Over the last five years, return on average asset has improved from 1.3% in FY09 to 3.8% in FY12E, one of the key contributors being efficiency built in operating expenses.
■ Healthy asset quality
BFL’s asset quality has improved significantly over the last three years. Net NPA has come down significantly from 5.5% in FY09 to current levels of 0.25%. Over the last few years, BFL started involving dealers in credit disbursement. Subsequently, dealers are entitled to receive incentive on account of credit loss remaining below estimates. The involvement of dealers for cash collection in lieu of fee has helped in keeping loan losses under control in 2W and 3W financing business.
In addition, the focus on sweating the existing distribution rather than increasing it will help BFL maintain better control over asset quality. Furthermore, in the Mortgage segment, the company is focusing on affluent customers who were less impacted during the downturn.

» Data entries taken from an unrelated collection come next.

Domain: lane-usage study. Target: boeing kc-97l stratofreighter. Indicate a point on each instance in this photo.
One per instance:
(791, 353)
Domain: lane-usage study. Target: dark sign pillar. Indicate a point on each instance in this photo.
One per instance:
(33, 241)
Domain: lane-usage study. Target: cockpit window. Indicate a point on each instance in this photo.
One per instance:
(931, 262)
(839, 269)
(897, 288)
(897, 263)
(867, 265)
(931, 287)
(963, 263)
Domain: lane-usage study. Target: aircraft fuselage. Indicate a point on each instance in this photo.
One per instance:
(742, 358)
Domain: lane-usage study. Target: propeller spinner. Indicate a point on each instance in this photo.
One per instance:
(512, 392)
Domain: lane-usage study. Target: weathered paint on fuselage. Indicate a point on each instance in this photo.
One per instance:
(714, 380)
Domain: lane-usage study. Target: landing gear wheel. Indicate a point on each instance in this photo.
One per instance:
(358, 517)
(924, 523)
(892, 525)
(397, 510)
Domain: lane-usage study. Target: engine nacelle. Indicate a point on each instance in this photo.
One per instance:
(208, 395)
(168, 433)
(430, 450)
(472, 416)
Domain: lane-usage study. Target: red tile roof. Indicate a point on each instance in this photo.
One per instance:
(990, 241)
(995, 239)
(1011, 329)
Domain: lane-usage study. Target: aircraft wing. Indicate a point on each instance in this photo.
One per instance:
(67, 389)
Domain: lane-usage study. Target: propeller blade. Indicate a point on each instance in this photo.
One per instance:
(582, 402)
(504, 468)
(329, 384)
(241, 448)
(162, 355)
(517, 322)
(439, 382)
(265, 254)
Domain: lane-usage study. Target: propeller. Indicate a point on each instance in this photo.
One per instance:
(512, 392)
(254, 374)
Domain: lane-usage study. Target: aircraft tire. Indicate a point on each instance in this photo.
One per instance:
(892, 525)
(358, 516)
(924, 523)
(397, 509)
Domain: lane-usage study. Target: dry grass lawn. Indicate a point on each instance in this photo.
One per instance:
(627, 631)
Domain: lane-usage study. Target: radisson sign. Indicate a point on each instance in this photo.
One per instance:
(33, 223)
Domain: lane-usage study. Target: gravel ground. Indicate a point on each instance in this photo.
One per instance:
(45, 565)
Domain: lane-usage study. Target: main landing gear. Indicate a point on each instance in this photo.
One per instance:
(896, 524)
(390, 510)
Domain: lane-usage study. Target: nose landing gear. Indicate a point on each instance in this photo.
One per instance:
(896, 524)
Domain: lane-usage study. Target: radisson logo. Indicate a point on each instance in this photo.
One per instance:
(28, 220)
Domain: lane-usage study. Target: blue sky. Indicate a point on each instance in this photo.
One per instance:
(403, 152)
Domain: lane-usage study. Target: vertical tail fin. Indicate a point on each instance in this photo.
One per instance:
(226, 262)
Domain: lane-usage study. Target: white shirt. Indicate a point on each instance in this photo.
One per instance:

■ Asset liability management
BFL has efficiently managed the balance between asset and liability duration. The average duration of assets is 16-17 months, while that of liabilities is 18 months. Recently, the company ventured into Infrastructure Financing; currently, infrastructure book is INR 596 crores loan book. Out of this, ~40% of book is corporate loans and balance is project financing. With an increase in the Infrastructure loan book, especially project financing book (which is long duration book), some pressure on asset liability management could follow. Since the book has been well balanced between short and long-duration loans, we believe that the company will be able to manage asset-liability balance effectively.
■ Efficient operations
BFL has shown significant improvement in operational efficiency. The operating expense-toasset ratio has come down from 8.3% in FY09 to 6.3% in FY12E.

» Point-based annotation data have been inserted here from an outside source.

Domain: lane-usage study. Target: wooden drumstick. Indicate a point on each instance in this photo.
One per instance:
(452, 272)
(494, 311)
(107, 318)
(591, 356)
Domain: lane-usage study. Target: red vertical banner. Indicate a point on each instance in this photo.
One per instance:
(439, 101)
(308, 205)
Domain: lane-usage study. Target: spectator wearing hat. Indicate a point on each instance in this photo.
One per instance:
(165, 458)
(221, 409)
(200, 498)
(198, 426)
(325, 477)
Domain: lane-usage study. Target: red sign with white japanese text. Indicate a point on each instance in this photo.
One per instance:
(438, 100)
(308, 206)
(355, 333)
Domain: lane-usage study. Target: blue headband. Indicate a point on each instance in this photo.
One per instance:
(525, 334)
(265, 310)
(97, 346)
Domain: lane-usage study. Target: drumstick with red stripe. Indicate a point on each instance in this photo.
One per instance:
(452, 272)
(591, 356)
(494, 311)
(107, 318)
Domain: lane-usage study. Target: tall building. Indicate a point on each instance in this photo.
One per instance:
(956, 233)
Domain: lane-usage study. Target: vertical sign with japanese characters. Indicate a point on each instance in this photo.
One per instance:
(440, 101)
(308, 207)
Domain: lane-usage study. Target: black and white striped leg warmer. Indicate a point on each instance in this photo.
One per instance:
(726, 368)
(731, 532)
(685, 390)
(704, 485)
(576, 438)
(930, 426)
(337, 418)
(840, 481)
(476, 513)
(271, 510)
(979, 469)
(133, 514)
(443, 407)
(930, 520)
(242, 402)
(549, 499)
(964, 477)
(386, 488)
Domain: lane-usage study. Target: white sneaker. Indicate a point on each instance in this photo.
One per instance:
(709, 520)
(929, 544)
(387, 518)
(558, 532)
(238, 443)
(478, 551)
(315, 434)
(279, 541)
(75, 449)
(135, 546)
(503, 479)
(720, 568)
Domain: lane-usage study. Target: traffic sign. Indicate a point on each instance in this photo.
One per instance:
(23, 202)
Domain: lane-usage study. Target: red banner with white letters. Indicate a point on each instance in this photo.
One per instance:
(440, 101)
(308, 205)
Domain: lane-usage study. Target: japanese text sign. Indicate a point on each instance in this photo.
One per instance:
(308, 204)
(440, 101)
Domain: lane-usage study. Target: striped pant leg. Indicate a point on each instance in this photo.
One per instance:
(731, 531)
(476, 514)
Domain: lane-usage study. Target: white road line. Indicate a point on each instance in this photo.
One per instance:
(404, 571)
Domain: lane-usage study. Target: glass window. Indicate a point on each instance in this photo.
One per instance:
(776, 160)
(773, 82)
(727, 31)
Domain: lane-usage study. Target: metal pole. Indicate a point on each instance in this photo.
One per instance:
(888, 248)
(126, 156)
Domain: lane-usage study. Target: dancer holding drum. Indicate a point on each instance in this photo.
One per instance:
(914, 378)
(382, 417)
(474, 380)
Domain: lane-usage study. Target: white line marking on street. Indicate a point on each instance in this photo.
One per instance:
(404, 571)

The company is focusing on sweating the current network instead of expanding it, which implies that the business per branch will increase. As a result, going forward, the operating expenses will remain under control.
■ Capital adequacy ratio
Currently, BFL has capital adequacy ratio of 17.3%, of which Tier I constitutes 14.5%. The company has issued 60 lakh warrants on preferential basis to promoters at a conversion price of INR 650 per warrant. Post conversion, promoter stake will go up from 56% to ~62%. The funding from promoters will take care of capital requirement for the next 15 months.
Valuation
On the back of AUM growing 75% CAGR over the last three years and the launch of new business lines like Construction Equipment and Infrastructure Financing, we expect PAT CAGR of 75%, during FY10-13E, with RoE in excess of 22%. At current market price of INR 810, the stock is trading at 1.6x FY12E and 1.3x FY13E P/BV. We recommend ‘BUY’, with a target price of INR 1000, an upside of 23%.
Key Risks
■ Scale up in Infrastructure book will put pressure on return
BFL launched its Infrastructure Financing business in FY12. Currently, Infrastructure Financing book is 5%. On account of the scale of the book, aggregate return ratios will reduce. Since Infrastructure book is long-term in nature, it will exert pressure on maintaining asset-liability balance.
■ Increase in NPA
BFL reported net NPA of 0.3% in Q3FY12. At such low levels, NPAs may be difficult to sustain over longer period. If there is slowdown in retail segment, then NPA might increase. Sustainable net NPAs are expected to be around 0.6-0.7% in the long term.